My face plummets. Wendy Collins. The one who posted my letter that I sent to her, online for the whole world to see. The one perpetuating any and all rumors that I’m sleeping with Loren and his brother…at the same time.

Wendy Collins. I have nothing to say to you. Any harsh, horrible insults that stick to the back of my throat must stay there. I don’t have one of my family’s publicists to help redirect the conversation. If I spout anything wrong, she’ll just twist my words for a better headline.

I know that now.

Maybe she can read the horror on my face because she adds quickly, “You have to realize that I’m just doing my job. If I didn’t write those stories, somebody else would have, and I wouldn’t be paid nearly enough to afford rent in New York City. We don’t all come from money.”

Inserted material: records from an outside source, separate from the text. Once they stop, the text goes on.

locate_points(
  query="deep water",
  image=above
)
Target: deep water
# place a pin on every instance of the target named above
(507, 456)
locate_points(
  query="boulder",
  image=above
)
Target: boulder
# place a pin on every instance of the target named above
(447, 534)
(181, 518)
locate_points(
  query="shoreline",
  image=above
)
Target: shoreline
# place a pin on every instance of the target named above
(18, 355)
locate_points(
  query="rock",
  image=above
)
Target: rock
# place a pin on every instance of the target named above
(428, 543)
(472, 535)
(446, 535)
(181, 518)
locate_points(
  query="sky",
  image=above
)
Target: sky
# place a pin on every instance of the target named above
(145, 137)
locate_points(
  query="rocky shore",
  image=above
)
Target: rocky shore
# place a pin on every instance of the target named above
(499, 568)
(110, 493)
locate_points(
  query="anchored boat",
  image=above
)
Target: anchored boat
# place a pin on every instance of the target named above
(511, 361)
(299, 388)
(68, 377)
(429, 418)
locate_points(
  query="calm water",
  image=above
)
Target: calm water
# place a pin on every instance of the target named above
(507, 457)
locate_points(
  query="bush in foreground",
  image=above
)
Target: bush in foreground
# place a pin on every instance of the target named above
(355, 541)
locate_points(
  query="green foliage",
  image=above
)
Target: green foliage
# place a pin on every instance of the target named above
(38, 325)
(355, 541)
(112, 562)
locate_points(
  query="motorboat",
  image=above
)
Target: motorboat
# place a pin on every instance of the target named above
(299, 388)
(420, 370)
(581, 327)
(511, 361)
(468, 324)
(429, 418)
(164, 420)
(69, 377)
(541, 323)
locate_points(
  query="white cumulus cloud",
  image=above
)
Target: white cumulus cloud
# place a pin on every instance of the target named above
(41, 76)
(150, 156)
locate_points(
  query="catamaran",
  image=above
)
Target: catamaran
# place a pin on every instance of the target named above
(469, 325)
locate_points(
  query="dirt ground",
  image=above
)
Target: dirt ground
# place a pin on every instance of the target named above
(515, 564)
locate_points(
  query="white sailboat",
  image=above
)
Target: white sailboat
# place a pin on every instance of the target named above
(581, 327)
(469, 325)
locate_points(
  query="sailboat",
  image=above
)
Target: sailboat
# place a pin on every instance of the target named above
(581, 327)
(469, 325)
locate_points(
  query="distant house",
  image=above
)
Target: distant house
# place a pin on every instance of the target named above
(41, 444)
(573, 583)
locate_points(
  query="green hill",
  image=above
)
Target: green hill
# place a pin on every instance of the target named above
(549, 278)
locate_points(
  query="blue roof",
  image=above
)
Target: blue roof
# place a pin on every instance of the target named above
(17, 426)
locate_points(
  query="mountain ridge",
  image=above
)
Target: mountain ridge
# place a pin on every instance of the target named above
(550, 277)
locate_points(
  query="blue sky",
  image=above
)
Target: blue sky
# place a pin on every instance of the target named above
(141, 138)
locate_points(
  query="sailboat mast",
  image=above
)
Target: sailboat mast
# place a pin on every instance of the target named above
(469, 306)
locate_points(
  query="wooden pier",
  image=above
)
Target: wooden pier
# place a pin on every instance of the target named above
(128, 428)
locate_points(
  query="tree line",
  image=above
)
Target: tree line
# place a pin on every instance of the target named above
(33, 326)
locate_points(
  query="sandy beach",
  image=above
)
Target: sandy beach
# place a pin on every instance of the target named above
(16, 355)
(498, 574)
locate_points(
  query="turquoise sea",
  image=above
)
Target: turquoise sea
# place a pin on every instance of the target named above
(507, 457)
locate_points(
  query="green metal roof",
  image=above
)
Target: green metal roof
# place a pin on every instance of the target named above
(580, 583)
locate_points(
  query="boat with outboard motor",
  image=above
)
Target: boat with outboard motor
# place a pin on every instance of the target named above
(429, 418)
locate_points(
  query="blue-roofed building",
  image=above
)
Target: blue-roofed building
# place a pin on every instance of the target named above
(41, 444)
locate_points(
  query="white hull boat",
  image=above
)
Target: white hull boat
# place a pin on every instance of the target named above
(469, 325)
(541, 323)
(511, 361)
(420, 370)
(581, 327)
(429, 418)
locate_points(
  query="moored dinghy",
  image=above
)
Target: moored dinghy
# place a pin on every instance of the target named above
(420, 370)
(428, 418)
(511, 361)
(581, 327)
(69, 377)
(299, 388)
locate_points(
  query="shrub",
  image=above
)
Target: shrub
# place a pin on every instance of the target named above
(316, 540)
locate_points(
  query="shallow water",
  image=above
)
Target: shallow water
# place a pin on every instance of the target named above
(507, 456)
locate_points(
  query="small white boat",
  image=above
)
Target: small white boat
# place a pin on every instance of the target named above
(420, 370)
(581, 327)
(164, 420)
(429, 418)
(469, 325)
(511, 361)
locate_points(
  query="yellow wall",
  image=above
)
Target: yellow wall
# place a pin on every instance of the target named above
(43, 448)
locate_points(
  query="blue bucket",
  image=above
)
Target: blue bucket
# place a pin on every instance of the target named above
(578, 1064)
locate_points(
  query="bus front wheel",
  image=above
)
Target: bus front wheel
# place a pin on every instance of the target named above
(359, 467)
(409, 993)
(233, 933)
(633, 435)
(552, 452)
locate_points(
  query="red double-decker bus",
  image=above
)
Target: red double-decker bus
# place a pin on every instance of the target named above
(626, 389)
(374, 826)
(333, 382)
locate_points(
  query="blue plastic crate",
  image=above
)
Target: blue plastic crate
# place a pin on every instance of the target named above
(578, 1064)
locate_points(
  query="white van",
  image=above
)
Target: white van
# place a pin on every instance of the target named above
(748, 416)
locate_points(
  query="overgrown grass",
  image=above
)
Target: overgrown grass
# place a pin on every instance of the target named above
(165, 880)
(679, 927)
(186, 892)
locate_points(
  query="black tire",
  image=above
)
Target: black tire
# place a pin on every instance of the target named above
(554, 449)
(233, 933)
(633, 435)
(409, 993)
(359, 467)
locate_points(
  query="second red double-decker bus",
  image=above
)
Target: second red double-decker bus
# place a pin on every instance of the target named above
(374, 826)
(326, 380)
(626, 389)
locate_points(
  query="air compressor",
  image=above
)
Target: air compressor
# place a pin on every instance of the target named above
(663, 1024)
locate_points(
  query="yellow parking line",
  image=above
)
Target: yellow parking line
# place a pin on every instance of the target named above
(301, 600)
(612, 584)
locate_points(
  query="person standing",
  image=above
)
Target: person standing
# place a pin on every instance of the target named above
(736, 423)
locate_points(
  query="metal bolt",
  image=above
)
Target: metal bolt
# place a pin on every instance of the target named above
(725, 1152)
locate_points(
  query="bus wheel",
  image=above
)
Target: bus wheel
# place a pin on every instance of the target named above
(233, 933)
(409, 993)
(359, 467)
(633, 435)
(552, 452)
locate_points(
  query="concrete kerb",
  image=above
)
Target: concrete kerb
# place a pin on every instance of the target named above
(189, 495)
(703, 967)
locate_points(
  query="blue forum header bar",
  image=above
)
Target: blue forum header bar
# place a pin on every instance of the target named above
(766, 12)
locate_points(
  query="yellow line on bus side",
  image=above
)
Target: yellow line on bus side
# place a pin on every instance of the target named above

Right. I don’t know if it’s my civic duty to let people berate me on the internet so they can afford their apartment. Maybe it is. Maybe this is the cost of growing up in luxury.

“I have to go,” I say, about to turn around. “I have to find my best friend.” Wrong term, Lily. I redden. “My boyfriend,” I amend and then wince. Still not right. “My fiancé. And yes, they are all the same person.” So there.

“We were just talking about your sister,” she says, freezing me in place.

I turn back, taking the bait too easily. Wendy motions to another woman by her side, older with a short blonde haircut and a pointed chin like a wicked witch. “This is Andrea DelaCorte an Executive Editor at Celebrity Crush.”

“Pleasure,” Andrea says, sipping her wine. Her needled brown eyes cast judgment from my toes to my face, probably speculating how many bodies touched mine.